Having read all six of David Downing’s “station
series” about Germany in World War II, I was looking forward to his new series
on World War I. Unfortunately I was disappointed. Simply put his lead
characters, Jack McColl and Caitlin Hanley, lack the depth of John Russell and
Effie Koenen. Perhaps it’s the times. The world of 1913-14 had yet to
experience the horror of the trenches, the ideological struggles of the 1920s
and 30s, the Great Depression and the rise of Hitler. It was a simpler time.

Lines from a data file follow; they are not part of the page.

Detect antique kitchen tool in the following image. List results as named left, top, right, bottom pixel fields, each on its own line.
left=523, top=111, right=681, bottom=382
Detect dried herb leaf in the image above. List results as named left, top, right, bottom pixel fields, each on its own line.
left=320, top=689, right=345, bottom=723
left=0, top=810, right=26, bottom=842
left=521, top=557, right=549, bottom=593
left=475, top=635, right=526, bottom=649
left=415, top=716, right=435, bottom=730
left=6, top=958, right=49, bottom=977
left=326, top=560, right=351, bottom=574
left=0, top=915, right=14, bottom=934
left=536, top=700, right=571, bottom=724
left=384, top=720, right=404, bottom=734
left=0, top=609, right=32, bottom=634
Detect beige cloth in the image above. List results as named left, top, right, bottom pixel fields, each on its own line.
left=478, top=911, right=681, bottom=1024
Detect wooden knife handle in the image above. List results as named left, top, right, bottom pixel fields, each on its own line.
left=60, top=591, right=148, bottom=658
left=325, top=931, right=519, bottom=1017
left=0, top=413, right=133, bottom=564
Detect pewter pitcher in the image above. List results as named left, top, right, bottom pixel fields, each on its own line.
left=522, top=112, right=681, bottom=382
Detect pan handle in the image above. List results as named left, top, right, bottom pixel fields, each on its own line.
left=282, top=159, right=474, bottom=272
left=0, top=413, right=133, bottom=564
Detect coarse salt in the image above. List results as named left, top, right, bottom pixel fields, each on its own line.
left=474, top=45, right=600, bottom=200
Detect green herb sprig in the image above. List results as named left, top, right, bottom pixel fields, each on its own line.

Downing’s protagonists are Jack McColl,
an automobile salesman initially freelancing as an intelligence agent before
moving on to that line of work full time and his romantic interest Caitlin
Henry, a very attractive proto-feminist working as a journalist. Jack’s spying
takes him to the German concession of Tsingtao, China, San Francisco, New York,
Mexico during the U.S. occupation of Veracruz, Dublin and London. Quite a full itinerary,
but he is far from operating on the high political level of Sidney Reilly, the “Ace
of Spies”. It is more the day-to day stuff dealing with naval deployments, arms
shipments and IRA terrorism. Through it all McColl and Henry find the time to
frequently end up in bed.
There are appearances of the founding
fathers of British Intelligence. We meet McColl’s boss, George Smith-Cumming
the head of the Special Intelligence Service responsible for foreign activities,
now MI-6, and Vernon Kell the domestic intelligence chief of the Secret
Intelligence Bureau, now MI-5.
There is a lot of good stuff in this
book and it is worth the read, but I only hope that in future volumes Downing
will improve his character development under the strains of The Great War.